CLLR JOSEPHA MADIGAN, FINE GAEL COUNCILLOR (STILLORGAN WARD), DUN LAOGHAIRE RATHDOWN COUNTY COUNCIL
Real cause of our legacy debt
Diarmuid O'Flynn is right to draw attention to the failure of the Government to get the EU to deliver on the undertaking to "improve the sustainability of (Ireland's) adjustment programme" at the June 2012 eurozone summit (Letters, June 26). He is, however, missing out the causes of the 'legacy' of debt.
The decisions which led to the bankrupting of the country, and necessitated the subsequent help of the troika, were made by a small number of our most powerful citizens in government, financial institutions etc during the years of the boom.
Those decisions were made subsequent to the decision of the then government to enter the eurozone. That decision failed to take into account the fact that, by joining, we lost our ability to devalue our currency.
A LEAVY, SUTTON, DUBLIN 13
We have ethics bred into us
I take great affront to the words of our President who thinks we need to bring ethics out of the pulpit and the ivory towers and bring them into daily life.
I have lived by a code of ethics most of my life: ethics given to me by my parents who taught me love thy neighbour and do unto others as you would have them do unto you. I would expect more from the President than sweeping generalisations. Darren Williams
Unregulated tech business
Pol O Conghaile's feature on the Airbnb rentals shows how the pitch is getting very uneven in Ireland, and overseas, for established businesses vs new tech businesses.
Where are all the 'laws and rules' that established businesses have to abide by in this new age. If I own a taxi or a B&B, I have to abide by all these laws, but it seems that I can now be run out of business by Airbnb accommodation or Uber taxis who are not regulated. The State should apply the law across the board.
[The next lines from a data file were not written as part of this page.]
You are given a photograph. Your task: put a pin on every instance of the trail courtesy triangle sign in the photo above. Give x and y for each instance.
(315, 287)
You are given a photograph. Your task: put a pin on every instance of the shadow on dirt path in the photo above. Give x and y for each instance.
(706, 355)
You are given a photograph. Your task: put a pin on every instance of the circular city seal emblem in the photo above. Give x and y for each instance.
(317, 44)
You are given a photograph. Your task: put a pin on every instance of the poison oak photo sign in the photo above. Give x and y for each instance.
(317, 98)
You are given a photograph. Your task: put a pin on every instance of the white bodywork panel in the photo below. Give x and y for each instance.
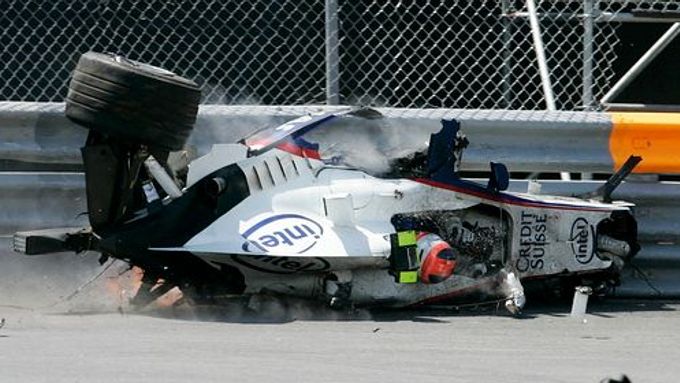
(304, 220)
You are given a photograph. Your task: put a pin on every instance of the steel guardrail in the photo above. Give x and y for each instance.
(526, 141)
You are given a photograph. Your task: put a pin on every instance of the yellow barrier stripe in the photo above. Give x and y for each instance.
(654, 136)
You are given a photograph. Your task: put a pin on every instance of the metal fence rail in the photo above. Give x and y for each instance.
(43, 200)
(451, 53)
(38, 134)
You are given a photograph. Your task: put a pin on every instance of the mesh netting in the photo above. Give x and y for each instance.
(424, 53)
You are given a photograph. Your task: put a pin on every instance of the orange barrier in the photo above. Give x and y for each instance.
(654, 136)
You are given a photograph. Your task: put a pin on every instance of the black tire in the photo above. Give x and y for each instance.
(132, 101)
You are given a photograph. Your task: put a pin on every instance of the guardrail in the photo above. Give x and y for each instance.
(36, 135)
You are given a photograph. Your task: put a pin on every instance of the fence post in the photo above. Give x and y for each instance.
(540, 56)
(588, 8)
(332, 56)
(507, 54)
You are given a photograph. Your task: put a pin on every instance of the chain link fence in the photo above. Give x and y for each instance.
(417, 54)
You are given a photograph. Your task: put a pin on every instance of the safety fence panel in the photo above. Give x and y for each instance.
(37, 136)
(450, 53)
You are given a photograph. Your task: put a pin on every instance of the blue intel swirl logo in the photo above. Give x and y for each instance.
(284, 234)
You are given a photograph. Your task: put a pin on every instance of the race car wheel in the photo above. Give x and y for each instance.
(132, 101)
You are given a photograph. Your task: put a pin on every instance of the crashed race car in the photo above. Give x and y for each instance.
(284, 212)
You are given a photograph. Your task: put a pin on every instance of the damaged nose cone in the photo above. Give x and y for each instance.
(614, 246)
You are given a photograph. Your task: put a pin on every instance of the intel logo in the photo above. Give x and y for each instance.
(284, 234)
(582, 240)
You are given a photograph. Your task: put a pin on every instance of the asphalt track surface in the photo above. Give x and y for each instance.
(48, 337)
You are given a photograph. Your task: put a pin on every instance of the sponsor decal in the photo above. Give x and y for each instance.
(282, 265)
(282, 234)
(582, 240)
(532, 241)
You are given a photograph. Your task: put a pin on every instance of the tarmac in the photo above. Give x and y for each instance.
(53, 335)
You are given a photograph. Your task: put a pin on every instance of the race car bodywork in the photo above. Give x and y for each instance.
(282, 212)
(271, 215)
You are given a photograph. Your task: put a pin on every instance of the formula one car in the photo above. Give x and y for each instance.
(286, 212)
BRENDAN LYNCH, BRAY, CO WICKLOW
Where does FF stand on EU?
In recent statements Fianna Fail has stated that Brian Crowley's move from the ALDE, an EU federalist political grouping, to the ECR EU grouping is against what Fianna Fail stands for.
Can the party now confirm in clear language that it is also in favour of EU federation. Such clarity is long overdue in relation to all Irish political parties'.
CONOR O'SULLIVAN, WILTON, CO CORK
Commentators' curse on cheats
The World Cup has provided some scintillating football, with barrel loads of excitement and controversy. On the negative side, the cheating has become so frequent and blatant that it threatens to ruin the sport.
I have noticed that commentators are expressing a new level of ambivalence towards cheating. Suggestions that diving and cheating are "all part of the modern game" is part of the problem.
JOHN O'CONNOR, RAHENY, DUBLIN 5
On same page as columnist
I feel a certain elation today; David McWilliams, the crown prince of Irish economists, has come round to my way of thinking.
For many years I have bombarded newspapers, politicians, economists, academics, broadcasters, heads of think tanks, departmental public servants and anyone I thought appropriate with the suggestion that technology is diminishing work at an alarming rate. The Irish Independent has published my letters on the subject.
Since Mr McWilliams has indicated the first crack in the censorship dam which prevents consideration of the impact of technology and automation on work and jobs, I hereby challenge politicians, economists, newspapers, the broadcasters – and all who organise serious economic debate – to end the silence on consideration of how we might generate employment by adapting to the elimination of an enormous amount of work by technology. Our futures depend on it.